Visualization (animation)¶
Animation is useful for exploratory visualization and face-validity checks. It replays the saved run data using an appropriate step-size.
import os
import piperabm as pa
path = os.path.dirname(os.path.realpath(__file__))
model = pa.Model(path=path)
model.animate()
Deterministic replay and state inspection¶
You can load the saved initial state and advance the model one step at a time using the saved deltas.
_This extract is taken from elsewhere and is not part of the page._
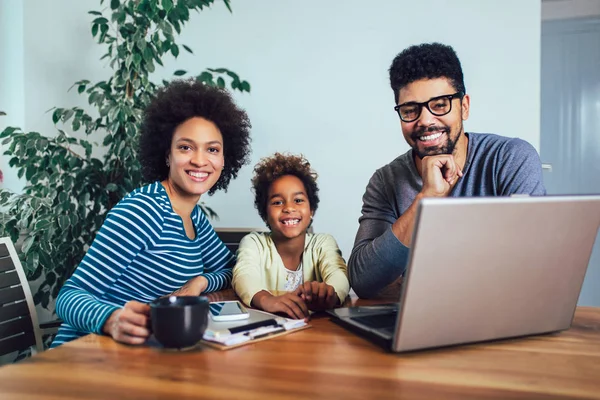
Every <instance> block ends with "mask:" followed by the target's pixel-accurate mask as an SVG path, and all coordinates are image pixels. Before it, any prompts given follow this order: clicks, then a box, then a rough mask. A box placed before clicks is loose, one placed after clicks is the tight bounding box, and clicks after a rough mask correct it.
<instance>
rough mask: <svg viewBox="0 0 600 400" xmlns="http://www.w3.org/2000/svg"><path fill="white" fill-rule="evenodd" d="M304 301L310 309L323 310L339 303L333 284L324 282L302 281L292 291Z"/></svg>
mask: <svg viewBox="0 0 600 400" xmlns="http://www.w3.org/2000/svg"><path fill="white" fill-rule="evenodd" d="M293 293H295V294H296V295H297V296H299V297H300V298H301V299H303V300H304V301H305V302H306V305H307V306H308V309H309V310H311V311H323V310H329V309H331V308H334V307H335V306H337V305H339V304H340V300H339V298H338V296H337V294H336V293H335V289H334V288H333V286H331V285H328V284H326V283H325V282H317V281H312V282H304V283H303V284H302V285H300V286H298V288H297V289H296V290H295V291H294V292H293Z"/></svg>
This enables efficient inspection of internal state at arbitrary time steps without rerunning the full simulation.
import os
import piperabm as pa
path = os.path.dirname(os.path.realpath(__file__))
model = pa.Model(path=path)
model.load_initial()
for _ in range(10):
model.push()
print(model.society.get_balance(id=4153))
Raw graph access (NetworkX)¶
Both infrastructure and society are stored as NetworkX graphs and can be accessed directly for custom analysis and integration with the NetworkX ecosystem.
G_infra = model.infrastructure.G
G_soc = model.society.G
Tip
Which result workflow should I use?
Use
Measurementfor aggregate metrics across the run.Use
model.push()for step-by-step debugging and state inspection.Use
model.animate()for qualitative visualization / face-validity checks.Use
model.infrastructure.G/model.society.Gfor custom NetworkX-based analysis.